‘I didn’t have it done as a fashion choice… the subject of cancer is bigger than that’: Charlton striker Lyle Taylor on captaining Montserrat and why he chooses to play with pink hair
- Lyle Taylor has pink hair in tribute to members of his family who died of cancer
- Charlton Athletic striker Taylor also captains Caribbean island of Montserrat
- Charlton will turn The Valley pink against Oxford in support cancer awareness
Few players had a more unusual international break this month than Londoner Lyle Taylor of Charlton Athletic who captained the tiny Caribbean island of Montserrat and had “Pinkie” yelled at him by opponents from Belize.
That bit can be explained at least.
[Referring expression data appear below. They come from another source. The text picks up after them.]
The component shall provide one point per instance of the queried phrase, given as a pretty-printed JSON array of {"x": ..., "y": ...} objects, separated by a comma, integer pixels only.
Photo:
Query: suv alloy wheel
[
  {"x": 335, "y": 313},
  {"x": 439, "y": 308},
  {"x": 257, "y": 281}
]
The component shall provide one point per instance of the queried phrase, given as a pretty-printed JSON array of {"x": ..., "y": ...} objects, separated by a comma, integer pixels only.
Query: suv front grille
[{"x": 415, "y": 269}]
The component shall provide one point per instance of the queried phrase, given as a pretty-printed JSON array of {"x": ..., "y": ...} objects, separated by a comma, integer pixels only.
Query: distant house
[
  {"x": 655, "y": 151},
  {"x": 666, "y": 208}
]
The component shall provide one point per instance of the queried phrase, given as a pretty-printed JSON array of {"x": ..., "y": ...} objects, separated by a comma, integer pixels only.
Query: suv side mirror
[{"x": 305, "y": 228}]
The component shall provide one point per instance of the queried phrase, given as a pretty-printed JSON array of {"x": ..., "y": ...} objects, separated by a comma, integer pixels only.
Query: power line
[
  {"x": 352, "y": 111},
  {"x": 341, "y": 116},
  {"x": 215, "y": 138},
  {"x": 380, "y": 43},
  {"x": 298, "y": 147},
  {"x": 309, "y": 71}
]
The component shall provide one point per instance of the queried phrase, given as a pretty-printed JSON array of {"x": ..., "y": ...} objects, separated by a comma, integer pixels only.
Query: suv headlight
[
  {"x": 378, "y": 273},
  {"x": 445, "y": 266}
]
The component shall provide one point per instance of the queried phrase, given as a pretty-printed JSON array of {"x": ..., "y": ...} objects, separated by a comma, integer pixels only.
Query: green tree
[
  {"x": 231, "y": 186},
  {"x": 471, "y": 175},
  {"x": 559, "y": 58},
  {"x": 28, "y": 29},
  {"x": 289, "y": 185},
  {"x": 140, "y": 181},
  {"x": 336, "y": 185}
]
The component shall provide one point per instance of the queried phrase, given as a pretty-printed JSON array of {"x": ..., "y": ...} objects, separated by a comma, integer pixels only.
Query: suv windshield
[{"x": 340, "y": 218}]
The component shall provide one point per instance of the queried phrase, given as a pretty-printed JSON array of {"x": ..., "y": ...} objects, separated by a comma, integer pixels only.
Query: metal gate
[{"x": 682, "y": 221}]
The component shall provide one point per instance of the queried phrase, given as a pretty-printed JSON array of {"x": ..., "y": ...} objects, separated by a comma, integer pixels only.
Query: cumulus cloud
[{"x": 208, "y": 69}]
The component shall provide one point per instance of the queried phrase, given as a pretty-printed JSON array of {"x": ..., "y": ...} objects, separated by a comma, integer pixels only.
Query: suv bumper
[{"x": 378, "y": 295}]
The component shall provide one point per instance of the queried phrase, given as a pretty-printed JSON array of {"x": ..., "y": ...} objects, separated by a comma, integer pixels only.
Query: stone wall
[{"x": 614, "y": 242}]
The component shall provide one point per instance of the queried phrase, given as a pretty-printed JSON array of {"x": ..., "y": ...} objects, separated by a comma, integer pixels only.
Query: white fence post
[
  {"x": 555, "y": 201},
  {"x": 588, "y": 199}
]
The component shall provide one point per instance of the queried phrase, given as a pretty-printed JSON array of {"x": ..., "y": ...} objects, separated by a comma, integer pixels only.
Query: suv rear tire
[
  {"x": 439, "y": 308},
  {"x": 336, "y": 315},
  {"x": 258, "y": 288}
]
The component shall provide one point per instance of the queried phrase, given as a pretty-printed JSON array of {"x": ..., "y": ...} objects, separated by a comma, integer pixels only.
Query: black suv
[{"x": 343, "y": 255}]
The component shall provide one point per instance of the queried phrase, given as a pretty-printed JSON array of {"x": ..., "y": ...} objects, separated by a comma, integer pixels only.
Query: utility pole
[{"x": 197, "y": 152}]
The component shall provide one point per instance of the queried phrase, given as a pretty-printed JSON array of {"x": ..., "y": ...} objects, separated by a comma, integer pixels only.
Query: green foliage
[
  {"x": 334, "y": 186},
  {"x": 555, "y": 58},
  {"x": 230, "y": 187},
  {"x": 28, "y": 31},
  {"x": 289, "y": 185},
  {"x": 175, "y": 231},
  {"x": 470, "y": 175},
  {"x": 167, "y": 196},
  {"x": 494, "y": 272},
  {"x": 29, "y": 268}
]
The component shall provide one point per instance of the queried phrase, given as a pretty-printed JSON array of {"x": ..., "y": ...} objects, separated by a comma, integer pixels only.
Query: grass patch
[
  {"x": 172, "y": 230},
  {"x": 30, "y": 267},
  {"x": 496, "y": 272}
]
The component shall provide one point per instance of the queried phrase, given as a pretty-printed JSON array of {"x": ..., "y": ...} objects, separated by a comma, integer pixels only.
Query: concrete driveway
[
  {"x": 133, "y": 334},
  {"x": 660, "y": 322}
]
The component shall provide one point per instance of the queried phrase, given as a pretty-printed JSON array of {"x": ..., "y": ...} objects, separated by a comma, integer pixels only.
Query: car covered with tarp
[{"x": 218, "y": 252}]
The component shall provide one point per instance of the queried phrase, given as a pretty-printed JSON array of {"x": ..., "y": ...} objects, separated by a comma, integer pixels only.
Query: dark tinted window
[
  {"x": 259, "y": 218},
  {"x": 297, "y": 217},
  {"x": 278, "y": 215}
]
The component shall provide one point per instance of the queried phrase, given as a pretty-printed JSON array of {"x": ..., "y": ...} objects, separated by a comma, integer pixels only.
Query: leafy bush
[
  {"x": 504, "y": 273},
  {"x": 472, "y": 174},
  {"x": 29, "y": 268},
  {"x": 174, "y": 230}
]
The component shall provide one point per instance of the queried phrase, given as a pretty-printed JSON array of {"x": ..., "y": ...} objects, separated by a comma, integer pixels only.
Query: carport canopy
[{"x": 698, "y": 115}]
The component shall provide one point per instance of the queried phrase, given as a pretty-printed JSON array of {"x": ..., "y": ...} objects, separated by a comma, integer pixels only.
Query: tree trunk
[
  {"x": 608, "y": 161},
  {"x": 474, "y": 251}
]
Taylor has dyed his hair for the whole of October to raise awareness of cancer and Charlton have agreed to turn The Valley pink for their game against Oxford tomorrow night in support of their 28-year-old striker who has lost several relatives to the disease.
Taylor is an ideal figurehead for the cause, speaking with a natural authority and sense of perspective reminiscent of Rio Ferdinand.
Lyle Taylor opted to dye his hair pink after losing several family members to cancer
And the range of his career has seen him play against Celtic and Rangers during two spells in Scotland and become a regular marksman in the lower leagues in England, most notably for AFC Wimbledon and seven this season in League One for Lee Bowyer’s Addicks.
His interlude just over a week ago in Montserrat, who are ranked 205th in the world with only two countries below them, came about because Taylor qualifies for them through his grandparents.
He admits the whole experience is an eye-opener.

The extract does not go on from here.